3. Mechanisms that regulate adaptive immune cell recirculation during homeostasis and inflammation; lymphocytes recirculation in the spleen: An effective adaptive immune system requires that lymphocytes continuously re-circulate between the different secondary lymphoid tissues of the body where they can "search" for cognate antigens, and potentially initiate immune responses. During times of homeostasis, access to secondary lymphoid tissues is also essential for allowing B and T cells to be "educated" by other specialized immune cells, which involves the receiving of pro-survival and tolerance-inducing signals. Over the past decades, the mechanisms of immune cell trafficking toward and through lymph nodes (LNs) have been intensely studied, establishing a well-defined multi-step model of entry and egress. These studies enhanced our understanding of immunology and led to development of therapeutic agents to treat autoimmune diseases. Despite these important advances, our current knowledge of even the basic anatomical structures that support recirculation of lymphocytes in the largest secondary lymphoid organ in our body, the spleen, is very limited. As such, we may potentially be missing important opportunities to develop new therapeutic interventions that aim to block this process.
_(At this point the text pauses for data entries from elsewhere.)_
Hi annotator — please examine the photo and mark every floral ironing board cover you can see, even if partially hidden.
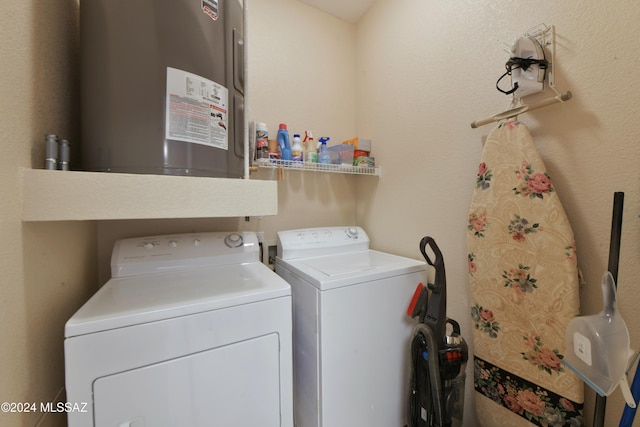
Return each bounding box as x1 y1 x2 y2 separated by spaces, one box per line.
467 122 584 427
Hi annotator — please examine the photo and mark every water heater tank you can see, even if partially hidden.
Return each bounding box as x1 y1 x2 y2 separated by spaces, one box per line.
80 0 245 178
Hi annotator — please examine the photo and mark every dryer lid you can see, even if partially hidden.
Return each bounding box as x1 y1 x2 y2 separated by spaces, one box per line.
277 249 426 290
65 262 291 338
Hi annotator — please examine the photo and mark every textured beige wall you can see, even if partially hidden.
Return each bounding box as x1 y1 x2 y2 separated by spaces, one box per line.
356 0 640 426
0 0 97 426
0 0 640 426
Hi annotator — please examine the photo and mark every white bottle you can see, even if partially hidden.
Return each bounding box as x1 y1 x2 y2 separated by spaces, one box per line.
291 133 304 163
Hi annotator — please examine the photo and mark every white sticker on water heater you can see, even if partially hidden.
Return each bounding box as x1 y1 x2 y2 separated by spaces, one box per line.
165 67 229 150
202 0 218 21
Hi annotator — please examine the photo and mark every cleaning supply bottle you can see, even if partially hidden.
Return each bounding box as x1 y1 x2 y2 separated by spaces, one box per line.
256 123 269 162
318 136 331 165
278 123 292 161
291 133 304 163
302 130 318 163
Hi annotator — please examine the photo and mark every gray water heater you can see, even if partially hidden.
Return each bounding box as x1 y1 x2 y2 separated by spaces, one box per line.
80 0 245 178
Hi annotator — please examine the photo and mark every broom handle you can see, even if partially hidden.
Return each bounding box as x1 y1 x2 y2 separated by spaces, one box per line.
593 192 624 427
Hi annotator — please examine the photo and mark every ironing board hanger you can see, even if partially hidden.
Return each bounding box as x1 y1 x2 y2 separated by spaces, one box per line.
471 91 573 129
471 24 573 129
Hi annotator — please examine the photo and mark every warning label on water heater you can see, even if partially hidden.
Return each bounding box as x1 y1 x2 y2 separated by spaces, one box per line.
165 67 229 150
202 0 218 21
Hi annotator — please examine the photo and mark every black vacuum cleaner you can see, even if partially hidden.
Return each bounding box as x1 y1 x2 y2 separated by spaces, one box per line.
407 236 469 427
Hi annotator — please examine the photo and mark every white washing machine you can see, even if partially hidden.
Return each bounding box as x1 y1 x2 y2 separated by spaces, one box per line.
276 227 426 427
64 233 293 427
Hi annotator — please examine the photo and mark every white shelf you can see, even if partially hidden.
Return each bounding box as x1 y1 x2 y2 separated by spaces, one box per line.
256 160 381 177
20 168 278 221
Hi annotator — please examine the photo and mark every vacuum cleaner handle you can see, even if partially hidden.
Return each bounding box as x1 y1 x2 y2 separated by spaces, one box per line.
420 236 447 292
420 236 447 344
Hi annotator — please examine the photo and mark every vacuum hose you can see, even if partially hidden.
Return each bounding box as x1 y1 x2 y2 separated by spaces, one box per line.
409 323 445 427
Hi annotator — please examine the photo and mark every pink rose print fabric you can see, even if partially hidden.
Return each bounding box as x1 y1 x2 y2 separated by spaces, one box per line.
467 122 584 427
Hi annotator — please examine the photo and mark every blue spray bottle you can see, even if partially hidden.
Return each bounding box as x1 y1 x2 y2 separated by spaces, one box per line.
278 123 292 164
318 136 331 165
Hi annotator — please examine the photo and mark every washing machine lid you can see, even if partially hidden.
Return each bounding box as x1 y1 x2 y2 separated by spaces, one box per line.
277 249 426 290
65 262 291 338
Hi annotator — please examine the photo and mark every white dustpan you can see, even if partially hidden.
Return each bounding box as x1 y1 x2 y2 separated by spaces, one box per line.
563 271 636 408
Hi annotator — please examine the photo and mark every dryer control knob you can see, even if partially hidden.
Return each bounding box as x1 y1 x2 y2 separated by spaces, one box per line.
224 233 243 248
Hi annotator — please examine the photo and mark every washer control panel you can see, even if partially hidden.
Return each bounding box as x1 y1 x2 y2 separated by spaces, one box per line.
278 226 369 259
111 232 260 277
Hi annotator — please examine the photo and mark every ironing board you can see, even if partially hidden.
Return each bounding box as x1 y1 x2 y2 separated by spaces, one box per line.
467 121 584 427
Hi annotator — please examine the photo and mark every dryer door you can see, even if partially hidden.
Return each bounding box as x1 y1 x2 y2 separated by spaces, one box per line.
93 333 281 427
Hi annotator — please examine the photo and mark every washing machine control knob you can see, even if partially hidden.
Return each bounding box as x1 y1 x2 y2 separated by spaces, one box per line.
346 227 358 239
224 233 243 248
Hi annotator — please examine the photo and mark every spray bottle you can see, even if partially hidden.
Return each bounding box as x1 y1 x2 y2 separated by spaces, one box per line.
291 133 304 163
318 136 331 165
278 123 292 161
302 130 318 163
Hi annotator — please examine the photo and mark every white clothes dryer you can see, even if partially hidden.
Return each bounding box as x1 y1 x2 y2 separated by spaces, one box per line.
64 233 293 427
276 227 426 427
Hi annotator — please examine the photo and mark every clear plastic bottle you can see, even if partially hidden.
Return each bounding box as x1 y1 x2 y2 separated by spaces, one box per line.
318 136 331 165
291 133 304 163
256 123 269 163
302 130 318 163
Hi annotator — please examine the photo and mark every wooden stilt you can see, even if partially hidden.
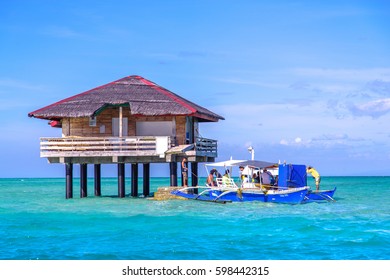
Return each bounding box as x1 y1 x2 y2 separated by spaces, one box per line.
94 164 102 196
118 163 125 198
131 163 138 197
191 162 198 194
169 162 177 187
65 163 73 199
143 163 150 196
80 163 87 198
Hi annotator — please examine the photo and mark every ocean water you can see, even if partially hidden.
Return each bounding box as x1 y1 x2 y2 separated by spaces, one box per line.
0 177 390 260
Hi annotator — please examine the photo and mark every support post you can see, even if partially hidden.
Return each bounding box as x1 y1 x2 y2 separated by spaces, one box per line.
191 162 198 194
65 163 73 199
80 163 87 198
143 163 150 196
131 163 138 197
118 163 125 198
169 162 177 187
94 164 102 196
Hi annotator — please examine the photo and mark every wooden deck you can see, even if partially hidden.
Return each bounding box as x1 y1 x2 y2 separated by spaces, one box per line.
40 136 217 162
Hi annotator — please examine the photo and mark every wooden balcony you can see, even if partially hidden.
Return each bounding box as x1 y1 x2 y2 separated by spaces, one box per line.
40 136 217 163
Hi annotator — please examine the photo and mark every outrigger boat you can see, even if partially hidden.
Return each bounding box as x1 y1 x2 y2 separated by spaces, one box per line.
304 187 337 202
172 160 330 204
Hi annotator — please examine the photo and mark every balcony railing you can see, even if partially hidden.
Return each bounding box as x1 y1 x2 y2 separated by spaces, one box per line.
40 136 217 158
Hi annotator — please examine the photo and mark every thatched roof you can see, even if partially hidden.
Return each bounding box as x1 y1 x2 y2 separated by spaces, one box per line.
28 76 224 121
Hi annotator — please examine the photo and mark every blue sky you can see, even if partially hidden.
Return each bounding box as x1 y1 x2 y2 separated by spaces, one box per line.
0 0 390 177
Using our intravital imaging procedure, we showed that the path into splenic white pulps is mediated via well-defined structures, composed of stroma-coated blood vessels that guide a highly regulated cell movement. These studies also disproved the prevailing hypothesis that entry and egress to the spleen are mediated via the same site, thus establishing that an additional egress specific structure must exist in this organ (Chauveau A. et al., Immunity 2020) (Figure 2).

We aim to:

  • Delineate the molecular basis of entry by identifying signals that attract lymphocytes to the entry paths during steady state and inflammation
  • Identify the elusive egress structures and explore their cellular and molecular composition

This movie illustrates the architecture of the entry paths into T zones. 2-photon intravital imaging of newly transferred T cells (in green) migrating into the splenic white pulp. Endogenous T cells are shown in red. Movies were imaged 24h post transfer.

This movie illustrates the perivascular nature of the entry paths. 2-photn intravital imaging of spleens showing red blood cells (in green) passing at very high speeds inside tracks of T cells (in red).